What Is Considered Unfair Dismissal?

During dismissal, your employer will describe the reasons for terminating your contract. Some may be beyond your control or have nothing to do with your capabilities. Others may be the company's cause. For instance, you might have suffered a work-related injury affecting your performance or productivity. You can analyze these reasons, and with consultation with a lawyer, file a dispute if you believe you've been dismissed unfairly. The employment tribunal will evaluate the terms of your termination versus your contentions and give their verdict. They may consider the dismissal as unfair or constructive.

What Is Constructive Dismissal?

It's when the employer is found guilty of breaching the terms of your working agreement.
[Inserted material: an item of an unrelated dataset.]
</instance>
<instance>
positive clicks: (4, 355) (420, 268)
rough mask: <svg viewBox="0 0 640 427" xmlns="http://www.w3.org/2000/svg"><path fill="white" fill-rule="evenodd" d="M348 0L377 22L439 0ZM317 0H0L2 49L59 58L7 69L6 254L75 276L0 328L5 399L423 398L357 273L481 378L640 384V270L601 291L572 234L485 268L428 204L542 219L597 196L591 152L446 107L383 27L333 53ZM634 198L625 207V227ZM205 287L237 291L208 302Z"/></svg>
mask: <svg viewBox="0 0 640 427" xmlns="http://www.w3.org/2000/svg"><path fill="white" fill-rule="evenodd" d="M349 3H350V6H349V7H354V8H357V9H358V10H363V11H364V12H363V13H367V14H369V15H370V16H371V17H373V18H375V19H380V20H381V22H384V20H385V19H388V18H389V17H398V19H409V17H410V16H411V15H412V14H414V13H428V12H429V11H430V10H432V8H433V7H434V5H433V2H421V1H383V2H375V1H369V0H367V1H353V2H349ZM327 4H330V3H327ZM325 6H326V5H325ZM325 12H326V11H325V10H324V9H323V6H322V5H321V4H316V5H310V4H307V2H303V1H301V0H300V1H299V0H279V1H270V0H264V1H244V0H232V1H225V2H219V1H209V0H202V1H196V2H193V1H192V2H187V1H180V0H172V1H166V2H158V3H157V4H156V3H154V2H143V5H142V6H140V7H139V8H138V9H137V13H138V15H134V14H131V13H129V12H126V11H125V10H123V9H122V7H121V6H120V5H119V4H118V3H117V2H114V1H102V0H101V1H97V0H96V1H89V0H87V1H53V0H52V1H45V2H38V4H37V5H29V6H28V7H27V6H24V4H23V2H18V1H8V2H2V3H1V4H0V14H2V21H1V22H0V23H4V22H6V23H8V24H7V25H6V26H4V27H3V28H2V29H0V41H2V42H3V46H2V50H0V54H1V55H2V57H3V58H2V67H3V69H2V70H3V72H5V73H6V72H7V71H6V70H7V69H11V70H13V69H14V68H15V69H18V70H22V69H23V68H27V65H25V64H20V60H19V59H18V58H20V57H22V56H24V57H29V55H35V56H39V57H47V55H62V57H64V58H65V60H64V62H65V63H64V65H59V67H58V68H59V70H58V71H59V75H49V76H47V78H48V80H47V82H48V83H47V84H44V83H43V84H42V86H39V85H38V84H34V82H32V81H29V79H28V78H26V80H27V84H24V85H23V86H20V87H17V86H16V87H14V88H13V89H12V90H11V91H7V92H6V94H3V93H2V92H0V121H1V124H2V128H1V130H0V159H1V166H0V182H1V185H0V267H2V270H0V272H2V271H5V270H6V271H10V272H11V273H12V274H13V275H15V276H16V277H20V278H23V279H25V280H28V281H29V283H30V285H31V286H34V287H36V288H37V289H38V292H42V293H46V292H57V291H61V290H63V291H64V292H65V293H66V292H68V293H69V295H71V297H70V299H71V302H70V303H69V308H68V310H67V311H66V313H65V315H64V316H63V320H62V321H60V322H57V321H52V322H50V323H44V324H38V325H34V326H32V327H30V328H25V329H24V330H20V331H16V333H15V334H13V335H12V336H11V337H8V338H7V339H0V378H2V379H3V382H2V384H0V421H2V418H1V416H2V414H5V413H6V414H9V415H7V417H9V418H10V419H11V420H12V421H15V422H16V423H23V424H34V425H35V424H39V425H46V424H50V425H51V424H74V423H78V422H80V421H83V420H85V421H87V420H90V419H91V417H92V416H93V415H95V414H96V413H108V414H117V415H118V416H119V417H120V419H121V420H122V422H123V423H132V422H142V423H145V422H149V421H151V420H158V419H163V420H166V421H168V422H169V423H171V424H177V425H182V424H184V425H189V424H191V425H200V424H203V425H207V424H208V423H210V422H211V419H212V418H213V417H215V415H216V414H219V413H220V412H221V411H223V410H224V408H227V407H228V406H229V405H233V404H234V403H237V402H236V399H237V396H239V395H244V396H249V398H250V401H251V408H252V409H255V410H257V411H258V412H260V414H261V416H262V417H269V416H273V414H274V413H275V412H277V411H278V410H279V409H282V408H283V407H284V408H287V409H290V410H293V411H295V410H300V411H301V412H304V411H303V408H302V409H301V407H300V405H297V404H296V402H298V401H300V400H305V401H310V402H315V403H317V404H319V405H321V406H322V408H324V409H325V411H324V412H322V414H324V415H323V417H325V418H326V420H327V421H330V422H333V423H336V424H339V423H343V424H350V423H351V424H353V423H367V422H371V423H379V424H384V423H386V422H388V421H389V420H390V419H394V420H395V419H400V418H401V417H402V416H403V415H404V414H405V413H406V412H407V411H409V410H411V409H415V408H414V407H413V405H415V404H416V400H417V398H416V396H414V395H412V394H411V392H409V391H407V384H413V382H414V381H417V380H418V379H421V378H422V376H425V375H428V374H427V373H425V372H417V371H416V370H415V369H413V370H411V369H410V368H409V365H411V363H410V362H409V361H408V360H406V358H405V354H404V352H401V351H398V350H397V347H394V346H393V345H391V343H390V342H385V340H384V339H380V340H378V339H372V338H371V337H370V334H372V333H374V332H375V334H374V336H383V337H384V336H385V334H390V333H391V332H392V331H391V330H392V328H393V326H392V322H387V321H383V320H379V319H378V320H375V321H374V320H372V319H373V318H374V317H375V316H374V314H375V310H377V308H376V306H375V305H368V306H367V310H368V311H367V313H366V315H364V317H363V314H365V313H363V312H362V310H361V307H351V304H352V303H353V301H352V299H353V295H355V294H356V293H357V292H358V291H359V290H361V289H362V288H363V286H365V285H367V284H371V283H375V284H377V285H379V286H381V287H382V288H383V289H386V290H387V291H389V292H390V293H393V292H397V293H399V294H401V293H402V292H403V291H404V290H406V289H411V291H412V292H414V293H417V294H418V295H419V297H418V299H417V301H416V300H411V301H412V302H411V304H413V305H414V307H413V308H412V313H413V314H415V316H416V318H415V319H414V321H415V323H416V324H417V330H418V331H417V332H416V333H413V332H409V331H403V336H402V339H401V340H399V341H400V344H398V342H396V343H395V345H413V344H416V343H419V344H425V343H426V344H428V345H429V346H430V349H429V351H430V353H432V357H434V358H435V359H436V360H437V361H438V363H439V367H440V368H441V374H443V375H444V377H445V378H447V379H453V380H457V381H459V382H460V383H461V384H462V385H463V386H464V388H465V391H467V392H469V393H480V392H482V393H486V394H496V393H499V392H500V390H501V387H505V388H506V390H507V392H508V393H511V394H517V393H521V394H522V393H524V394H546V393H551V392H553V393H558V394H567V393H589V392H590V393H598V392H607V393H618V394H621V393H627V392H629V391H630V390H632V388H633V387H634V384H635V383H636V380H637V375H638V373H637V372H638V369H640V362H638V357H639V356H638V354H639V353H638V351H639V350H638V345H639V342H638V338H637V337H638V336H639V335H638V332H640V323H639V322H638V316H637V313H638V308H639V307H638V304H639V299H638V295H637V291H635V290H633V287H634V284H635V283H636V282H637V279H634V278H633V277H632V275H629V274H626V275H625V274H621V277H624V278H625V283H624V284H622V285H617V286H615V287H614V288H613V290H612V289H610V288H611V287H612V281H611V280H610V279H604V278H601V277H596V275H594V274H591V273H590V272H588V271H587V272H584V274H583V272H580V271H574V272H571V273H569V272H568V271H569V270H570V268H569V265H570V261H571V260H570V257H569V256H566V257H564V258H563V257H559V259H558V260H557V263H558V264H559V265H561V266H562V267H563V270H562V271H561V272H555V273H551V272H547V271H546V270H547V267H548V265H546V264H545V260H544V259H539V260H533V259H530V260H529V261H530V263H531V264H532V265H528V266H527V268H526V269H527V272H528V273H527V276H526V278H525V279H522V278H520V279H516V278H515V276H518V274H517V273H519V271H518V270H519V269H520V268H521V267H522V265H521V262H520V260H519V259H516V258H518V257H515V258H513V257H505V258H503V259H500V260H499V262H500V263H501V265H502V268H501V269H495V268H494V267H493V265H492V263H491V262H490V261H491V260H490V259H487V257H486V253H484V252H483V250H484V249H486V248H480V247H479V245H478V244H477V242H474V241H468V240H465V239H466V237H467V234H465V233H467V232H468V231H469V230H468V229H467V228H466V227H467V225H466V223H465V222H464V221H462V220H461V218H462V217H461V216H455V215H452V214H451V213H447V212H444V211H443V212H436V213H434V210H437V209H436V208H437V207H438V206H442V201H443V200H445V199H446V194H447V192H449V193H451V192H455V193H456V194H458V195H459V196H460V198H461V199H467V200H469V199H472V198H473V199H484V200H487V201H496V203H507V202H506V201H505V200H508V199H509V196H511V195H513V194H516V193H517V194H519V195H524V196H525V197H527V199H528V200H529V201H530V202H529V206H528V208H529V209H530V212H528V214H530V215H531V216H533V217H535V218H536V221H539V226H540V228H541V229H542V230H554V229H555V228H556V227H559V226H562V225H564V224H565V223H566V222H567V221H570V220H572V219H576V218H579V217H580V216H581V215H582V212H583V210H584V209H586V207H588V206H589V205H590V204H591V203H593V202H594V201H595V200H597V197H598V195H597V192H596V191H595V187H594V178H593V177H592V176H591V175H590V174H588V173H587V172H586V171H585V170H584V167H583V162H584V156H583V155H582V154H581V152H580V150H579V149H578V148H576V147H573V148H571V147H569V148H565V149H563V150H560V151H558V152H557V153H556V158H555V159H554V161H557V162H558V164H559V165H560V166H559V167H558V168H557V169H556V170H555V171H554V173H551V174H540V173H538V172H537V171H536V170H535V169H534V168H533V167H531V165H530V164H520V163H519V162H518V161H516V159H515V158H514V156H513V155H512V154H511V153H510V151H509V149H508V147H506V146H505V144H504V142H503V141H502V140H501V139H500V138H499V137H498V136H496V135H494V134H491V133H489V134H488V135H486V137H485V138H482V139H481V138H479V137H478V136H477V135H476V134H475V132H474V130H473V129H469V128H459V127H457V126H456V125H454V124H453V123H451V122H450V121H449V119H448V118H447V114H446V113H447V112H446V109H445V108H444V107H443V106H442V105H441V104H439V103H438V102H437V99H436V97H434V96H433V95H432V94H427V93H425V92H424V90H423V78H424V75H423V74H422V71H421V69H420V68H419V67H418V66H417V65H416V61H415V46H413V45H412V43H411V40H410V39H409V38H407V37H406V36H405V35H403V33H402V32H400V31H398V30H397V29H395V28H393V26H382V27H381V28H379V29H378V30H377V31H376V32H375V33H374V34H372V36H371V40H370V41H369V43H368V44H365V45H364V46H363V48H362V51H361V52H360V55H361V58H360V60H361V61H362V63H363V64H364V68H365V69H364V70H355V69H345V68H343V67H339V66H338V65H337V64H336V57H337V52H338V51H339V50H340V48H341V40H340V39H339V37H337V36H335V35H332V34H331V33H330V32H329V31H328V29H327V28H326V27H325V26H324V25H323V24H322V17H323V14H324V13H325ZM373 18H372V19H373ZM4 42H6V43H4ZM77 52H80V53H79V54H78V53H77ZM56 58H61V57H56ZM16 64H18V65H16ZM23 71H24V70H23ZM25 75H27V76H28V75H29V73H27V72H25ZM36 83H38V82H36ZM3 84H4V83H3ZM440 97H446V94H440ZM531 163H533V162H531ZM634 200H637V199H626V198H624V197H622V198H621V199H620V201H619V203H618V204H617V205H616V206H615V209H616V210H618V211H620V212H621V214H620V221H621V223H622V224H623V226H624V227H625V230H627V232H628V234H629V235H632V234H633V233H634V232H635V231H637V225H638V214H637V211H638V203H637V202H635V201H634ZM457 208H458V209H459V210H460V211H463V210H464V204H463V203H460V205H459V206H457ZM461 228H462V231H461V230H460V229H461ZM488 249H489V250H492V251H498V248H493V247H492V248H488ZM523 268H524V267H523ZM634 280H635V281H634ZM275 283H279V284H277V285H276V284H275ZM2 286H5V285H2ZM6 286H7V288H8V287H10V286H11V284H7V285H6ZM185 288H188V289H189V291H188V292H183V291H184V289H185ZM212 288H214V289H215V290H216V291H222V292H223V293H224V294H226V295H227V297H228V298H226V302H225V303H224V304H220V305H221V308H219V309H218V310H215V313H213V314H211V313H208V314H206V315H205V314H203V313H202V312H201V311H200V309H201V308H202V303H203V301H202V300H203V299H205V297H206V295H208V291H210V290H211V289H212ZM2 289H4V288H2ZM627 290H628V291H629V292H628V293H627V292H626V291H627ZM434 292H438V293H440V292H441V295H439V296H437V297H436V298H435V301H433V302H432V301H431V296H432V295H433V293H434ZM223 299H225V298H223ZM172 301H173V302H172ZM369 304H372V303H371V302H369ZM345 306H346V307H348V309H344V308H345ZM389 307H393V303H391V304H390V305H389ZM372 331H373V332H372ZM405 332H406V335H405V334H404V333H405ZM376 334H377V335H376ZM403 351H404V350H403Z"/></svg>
Meaning, you can decide to resign and file a claim for constructive dismissal.

Employment Contract Explained

Also known as a contract of employment, it is a legal agreement between an employee and employer stating that the employee will receive financial remunerations for the services rendered to the employer. While the law advocates a written agreement, you don't necessarily need a written employment contract to be protected.Verbal agreements are also recognized under employment law. But to be on the safe side, it is vital to seek a written employment contract from your employer as it serves as evidence in the event of disputes.


Employment law is complicated. So, whether you are an employer or employee, seek the advice of an experienced attorney who specializes in this type of law before taking any legal actions. It'll protect you from making decisions that might turn out costlier or ruin your reputation.